The Second Sunday in Ordinary Time


This Christmas tree must come down. It absolutely must come down today, the20th of January; a free Sunday since I was called off work. It is well past the Epiphany and the end of the Christmas season. In fact, I faintly heard both those days heckling each other as they ran past our house on the sunlit sidewalk below. The dog heard them first and added his yelps out the window. I saw the tail end of a couple of pairs of jean legs and boots, and the flying tassle of a stocking cap. Can’t say I blame them one bit. They have finished their required duties in this year’s festivities. No cups o’kindness, no present mirth nor present laughter remains for those of us left behind. Probably the curly headed baby Jesus is with them. They’ll meet up with the three wise men and go ice skating up at the lake in Burnet Woods, swooping past the ducks that live there, laughing at the chorus of cantankerous quacking.

In years past I couldn’t wait to put up our tree and ornaments with the company of “White Christmas;" The Bing and Rosemary Clooney in the background and a young Danny Kaye dancing around like he was made from pipe cleaners. I lost heart this winter bringing down our accumulation of boxes and untwining, unwrapping, un-shrouding decades of decorations and memories, followed by the thought of having to repack it in a flurried few weeks.
There are no old holiday movies on TV this afternoon. There are no old movies on at all. That widens the emptiness. A couple of dancers from the ‘40’s or a pair of detectives in black and white would be good company today while I take down tiny wooden birdhouses from a palely lit tree.

What’s next for dismantling is the ornament that was my big brother’s when we were kids. It’s a large and tarnished red glass globe with the name TOMMY handwritten on it in silver glitter, the letters still undamaged after his fifty-six winters.

Some people seem to be indestructible. My brother falls into this category. They continue to survive past dramas, overdoses, bad choices, and just plain bad luck. They keep on stepping on, each day a new one, the day that will be better than yesterday. You think that eventually they will reach a plateau where you can meet up with them again, be present with the person who bookends the set of memories from a brother’s and sister’s childhoods. If you ever let yourself think some people can forever weather what life hands out, you are wrong. You gravely underestimate the Veterans’ Administration’s Emergency Room on a holiday weekend. If you add to this a sister--two thousand, four hundred and five miles across the country, the only sibling, busy with her own three days of 12 hour shifts on that same holiday weekend--you create a crack so wide that to fall through it is without any hope of rescue. Tommy’s fall through the crack was eight months ago.

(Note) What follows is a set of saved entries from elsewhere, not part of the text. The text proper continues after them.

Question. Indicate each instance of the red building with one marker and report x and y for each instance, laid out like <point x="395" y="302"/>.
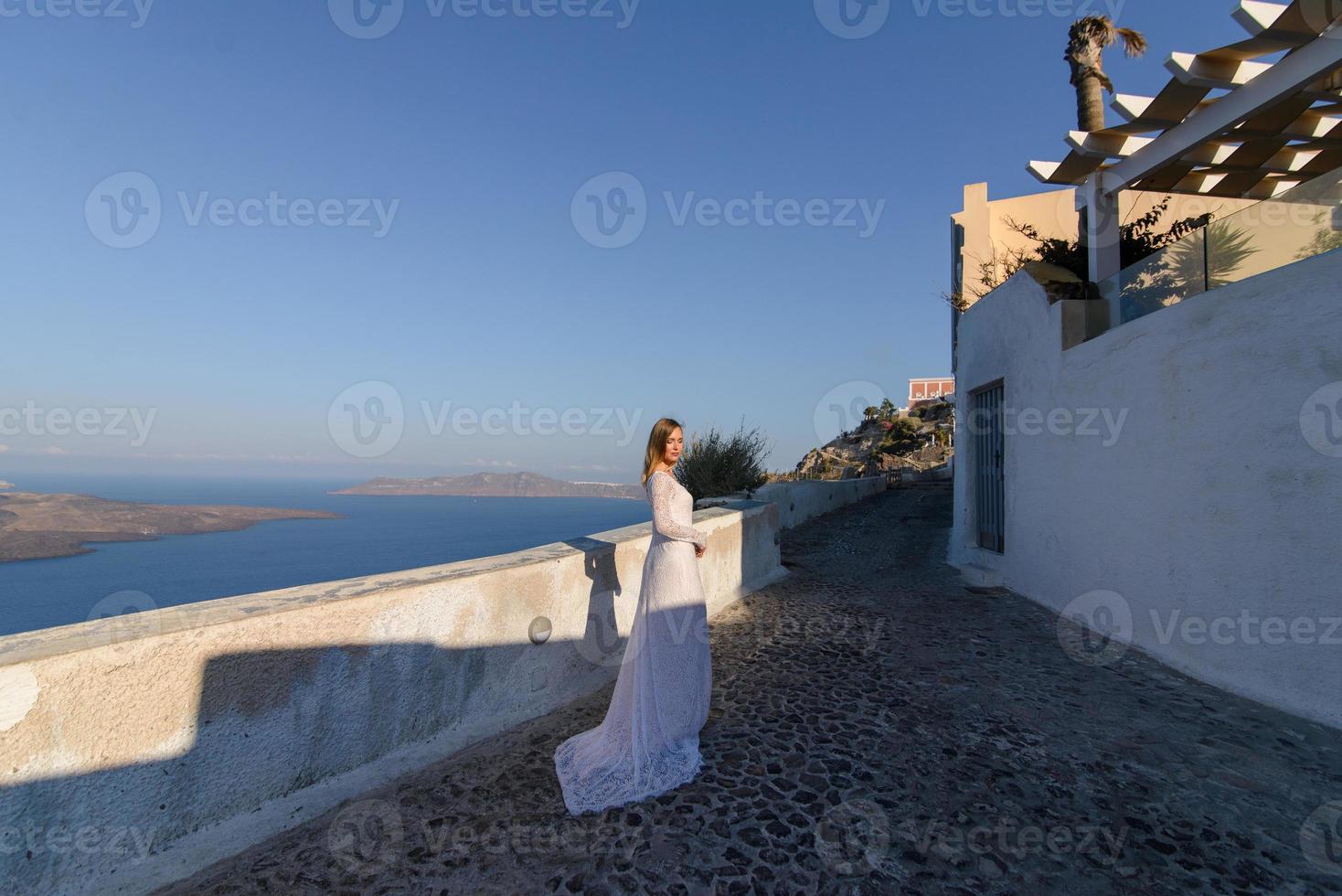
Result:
<point x="931" y="388"/>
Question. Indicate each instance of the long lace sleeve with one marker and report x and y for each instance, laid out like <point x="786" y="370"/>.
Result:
<point x="663" y="519"/>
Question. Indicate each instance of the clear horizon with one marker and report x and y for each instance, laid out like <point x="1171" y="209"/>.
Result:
<point x="263" y="240"/>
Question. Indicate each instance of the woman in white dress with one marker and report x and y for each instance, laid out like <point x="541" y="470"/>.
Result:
<point x="648" y="742"/>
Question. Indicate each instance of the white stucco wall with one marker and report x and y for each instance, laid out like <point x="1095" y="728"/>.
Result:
<point x="807" y="498"/>
<point x="175" y="738"/>
<point x="1200" y="507"/>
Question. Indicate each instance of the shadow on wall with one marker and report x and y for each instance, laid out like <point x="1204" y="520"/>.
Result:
<point x="270" y="723"/>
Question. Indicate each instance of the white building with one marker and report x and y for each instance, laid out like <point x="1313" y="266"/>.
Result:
<point x="1165" y="464"/>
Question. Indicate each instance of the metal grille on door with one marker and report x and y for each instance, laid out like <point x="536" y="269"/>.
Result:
<point x="989" y="485"/>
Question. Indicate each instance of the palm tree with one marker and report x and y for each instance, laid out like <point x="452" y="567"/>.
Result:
<point x="1086" y="42"/>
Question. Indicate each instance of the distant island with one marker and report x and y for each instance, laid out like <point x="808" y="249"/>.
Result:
<point x="39" y="526"/>
<point x="495" y="485"/>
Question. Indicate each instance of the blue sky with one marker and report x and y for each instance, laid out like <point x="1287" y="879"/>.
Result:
<point x="415" y="208"/>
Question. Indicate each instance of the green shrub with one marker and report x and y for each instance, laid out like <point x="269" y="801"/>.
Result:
<point x="717" y="464"/>
<point x="902" y="436"/>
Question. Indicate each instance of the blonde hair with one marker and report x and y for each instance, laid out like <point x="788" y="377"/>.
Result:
<point x="662" y="431"/>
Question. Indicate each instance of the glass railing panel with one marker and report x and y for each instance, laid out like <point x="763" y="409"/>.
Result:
<point x="1298" y="224"/>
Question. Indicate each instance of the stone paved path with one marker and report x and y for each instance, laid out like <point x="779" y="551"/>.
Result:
<point x="877" y="729"/>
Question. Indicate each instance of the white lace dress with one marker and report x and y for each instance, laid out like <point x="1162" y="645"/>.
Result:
<point x="648" y="742"/>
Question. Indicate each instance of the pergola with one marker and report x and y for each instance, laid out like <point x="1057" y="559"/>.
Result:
<point x="1270" y="126"/>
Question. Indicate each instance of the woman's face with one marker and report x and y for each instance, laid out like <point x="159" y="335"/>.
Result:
<point x="676" y="444"/>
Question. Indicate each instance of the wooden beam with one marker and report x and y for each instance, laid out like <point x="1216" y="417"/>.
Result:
<point x="1268" y="88"/>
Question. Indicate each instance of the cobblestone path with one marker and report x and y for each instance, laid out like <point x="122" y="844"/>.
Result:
<point x="877" y="727"/>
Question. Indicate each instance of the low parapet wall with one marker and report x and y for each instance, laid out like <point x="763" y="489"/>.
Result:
<point x="136" y="750"/>
<point x="805" y="498"/>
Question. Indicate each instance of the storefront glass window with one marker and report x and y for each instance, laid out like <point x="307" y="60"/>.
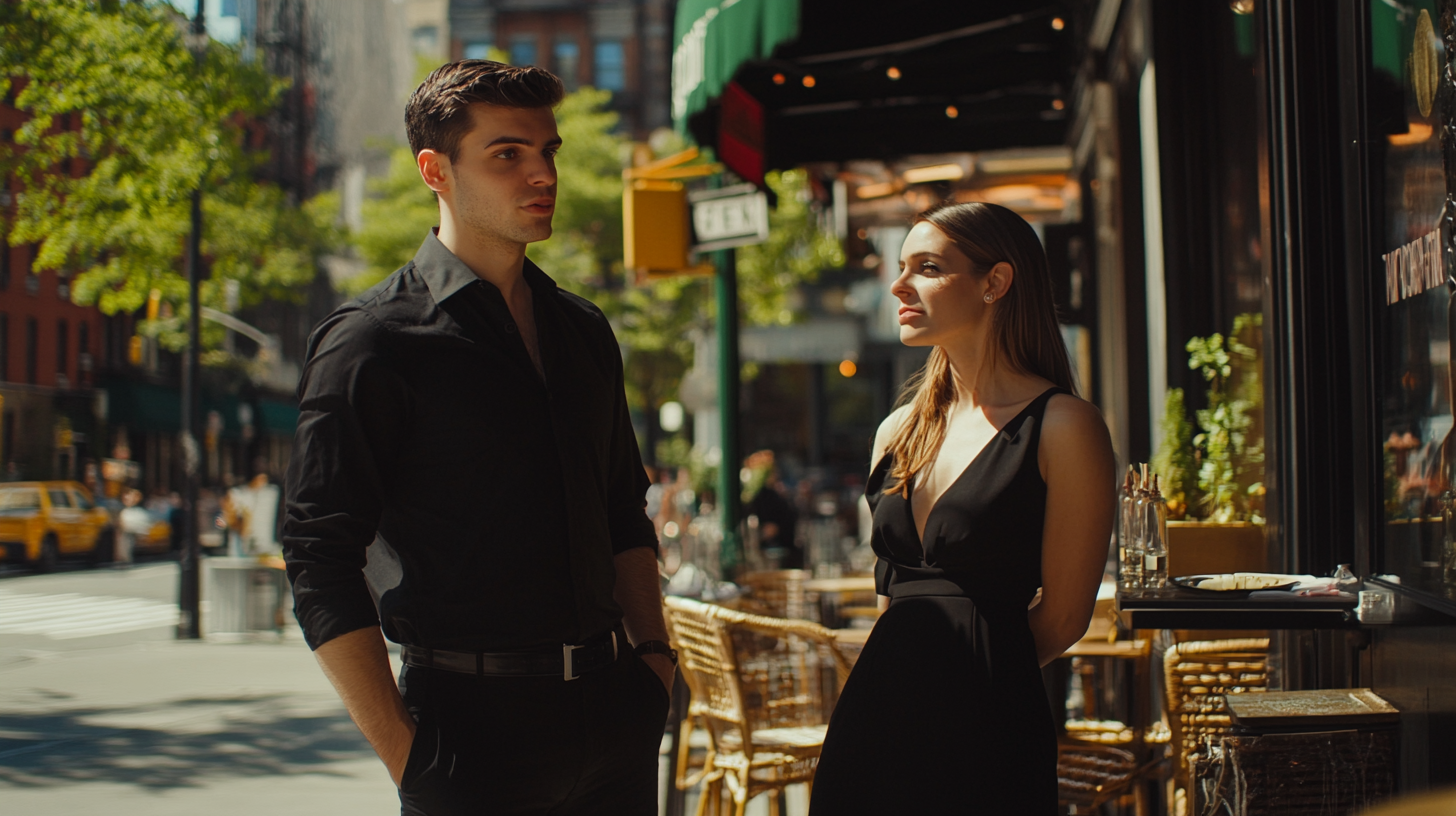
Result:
<point x="1415" y="306"/>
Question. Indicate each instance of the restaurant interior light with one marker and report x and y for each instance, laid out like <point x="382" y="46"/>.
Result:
<point x="1008" y="193"/>
<point x="1025" y="165"/>
<point x="875" y="190"/>
<point x="1417" y="133"/>
<point x="934" y="172"/>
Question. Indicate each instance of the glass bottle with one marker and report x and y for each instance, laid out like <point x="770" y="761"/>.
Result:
<point x="1126" y="571"/>
<point x="1136" y="534"/>
<point x="1155" y="539"/>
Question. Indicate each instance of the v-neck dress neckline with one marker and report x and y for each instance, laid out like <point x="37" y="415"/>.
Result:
<point x="1001" y="433"/>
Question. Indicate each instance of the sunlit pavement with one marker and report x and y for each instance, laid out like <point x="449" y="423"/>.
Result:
<point x="102" y="711"/>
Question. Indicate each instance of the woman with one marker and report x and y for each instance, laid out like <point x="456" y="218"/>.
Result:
<point x="1008" y="481"/>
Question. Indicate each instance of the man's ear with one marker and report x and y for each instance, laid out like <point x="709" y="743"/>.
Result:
<point x="434" y="168"/>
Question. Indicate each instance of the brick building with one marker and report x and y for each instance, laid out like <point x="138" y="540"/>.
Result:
<point x="618" y="45"/>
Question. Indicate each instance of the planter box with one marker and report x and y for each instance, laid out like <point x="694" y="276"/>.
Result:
<point x="1206" y="547"/>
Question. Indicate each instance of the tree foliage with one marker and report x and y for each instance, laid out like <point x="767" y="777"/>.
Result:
<point x="111" y="91"/>
<point x="653" y="322"/>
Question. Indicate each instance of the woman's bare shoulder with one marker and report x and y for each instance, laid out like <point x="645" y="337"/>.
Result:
<point x="1073" y="423"/>
<point x="887" y="432"/>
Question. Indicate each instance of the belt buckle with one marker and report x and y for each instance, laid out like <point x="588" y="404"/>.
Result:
<point x="568" y="665"/>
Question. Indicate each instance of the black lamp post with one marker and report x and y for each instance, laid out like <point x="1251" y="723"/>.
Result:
<point x="190" y="558"/>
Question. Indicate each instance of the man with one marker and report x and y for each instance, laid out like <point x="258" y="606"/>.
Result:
<point x="469" y="418"/>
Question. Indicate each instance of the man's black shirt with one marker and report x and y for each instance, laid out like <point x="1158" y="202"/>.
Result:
<point x="425" y="423"/>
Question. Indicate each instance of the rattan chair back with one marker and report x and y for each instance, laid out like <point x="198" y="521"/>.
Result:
<point x="778" y="593"/>
<point x="763" y="689"/>
<point x="1197" y="676"/>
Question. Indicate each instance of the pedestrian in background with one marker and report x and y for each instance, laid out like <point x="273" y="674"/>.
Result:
<point x="468" y="418"/>
<point x="134" y="522"/>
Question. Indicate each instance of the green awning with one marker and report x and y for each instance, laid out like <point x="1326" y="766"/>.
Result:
<point x="711" y="38"/>
<point x="157" y="408"/>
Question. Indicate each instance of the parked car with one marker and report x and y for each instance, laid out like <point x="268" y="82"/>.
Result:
<point x="44" y="522"/>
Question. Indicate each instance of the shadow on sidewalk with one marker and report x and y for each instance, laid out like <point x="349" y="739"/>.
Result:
<point x="201" y="739"/>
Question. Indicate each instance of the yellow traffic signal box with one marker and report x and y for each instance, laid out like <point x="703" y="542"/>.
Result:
<point x="655" y="233"/>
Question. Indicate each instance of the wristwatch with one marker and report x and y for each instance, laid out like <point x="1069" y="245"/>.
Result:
<point x="655" y="647"/>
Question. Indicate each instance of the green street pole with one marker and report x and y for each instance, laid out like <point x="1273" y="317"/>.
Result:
<point x="730" y="499"/>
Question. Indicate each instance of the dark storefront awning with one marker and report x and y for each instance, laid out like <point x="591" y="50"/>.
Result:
<point x="156" y="408"/>
<point x="867" y="80"/>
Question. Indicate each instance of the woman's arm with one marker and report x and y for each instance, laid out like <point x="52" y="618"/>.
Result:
<point x="1076" y="462"/>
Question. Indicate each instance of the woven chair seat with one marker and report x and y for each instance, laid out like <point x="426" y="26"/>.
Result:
<point x="768" y="682"/>
<point x="1091" y="774"/>
<point x="1197" y="676"/>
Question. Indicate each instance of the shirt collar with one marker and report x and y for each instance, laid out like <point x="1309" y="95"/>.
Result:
<point x="446" y="274"/>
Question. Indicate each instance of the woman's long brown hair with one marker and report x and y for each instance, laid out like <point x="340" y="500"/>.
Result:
<point x="1024" y="327"/>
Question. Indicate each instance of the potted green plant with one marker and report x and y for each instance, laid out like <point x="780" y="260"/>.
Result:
<point x="1213" y="472"/>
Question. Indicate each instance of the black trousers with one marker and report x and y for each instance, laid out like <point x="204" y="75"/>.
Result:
<point x="533" y="745"/>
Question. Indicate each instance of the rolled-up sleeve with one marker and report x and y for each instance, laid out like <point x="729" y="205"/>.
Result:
<point x="628" y="483"/>
<point x="353" y="408"/>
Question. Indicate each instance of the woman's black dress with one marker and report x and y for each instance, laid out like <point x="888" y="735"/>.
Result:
<point x="945" y="710"/>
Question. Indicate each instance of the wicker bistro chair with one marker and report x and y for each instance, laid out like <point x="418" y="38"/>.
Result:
<point x="1197" y="675"/>
<point x="1091" y="774"/>
<point x="778" y="593"/>
<point x="763" y="689"/>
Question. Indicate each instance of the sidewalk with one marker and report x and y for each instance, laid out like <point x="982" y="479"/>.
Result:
<point x="168" y="727"/>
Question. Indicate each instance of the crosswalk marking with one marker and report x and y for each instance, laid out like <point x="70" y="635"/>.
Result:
<point x="70" y="615"/>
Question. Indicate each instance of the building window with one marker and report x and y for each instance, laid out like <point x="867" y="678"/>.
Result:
<point x="83" y="359"/>
<point x="610" y="69"/>
<point x="32" y="340"/>
<point x="523" y="50"/>
<point x="567" y="61"/>
<point x="63" y="335"/>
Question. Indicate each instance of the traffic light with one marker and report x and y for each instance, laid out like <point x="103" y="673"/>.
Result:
<point x="655" y="233"/>
<point x="655" y="230"/>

I say the words to myself. He’s at peace now… He’s in a better place… He was lost and now he’s found. All the words a person is instructed not to say to a mourning family. I look through this morning’s church bulletin, superstitiously hoping to find wisdom for the day. All I find is that it’s the second Sunday of Ordinary Time, and instead of psalms, caught at the corner of my brain is a ragged edge of song…..

“… But when I reach across the galaxy
(and I will someday)
I will miss your company…”

This tree can wait another day; hell, it can stay up forever. The truth is, grief has a way of settling in and making itself at home. I’ll find a way to rearrange our daily clutter and make room for it, play a bit more Rickie Lee Jones and listen to what peace she sings. For now though, the dog and I are going for a walk and he’ll sniff the air for stray squirrels, maybe some ducks. Along the way we’ll keep watch out for wayward ice skaters. With any luck they’ll still be out on the lake, blades offering up to the sunlight splintered sprays of ice suspended for a flash of time.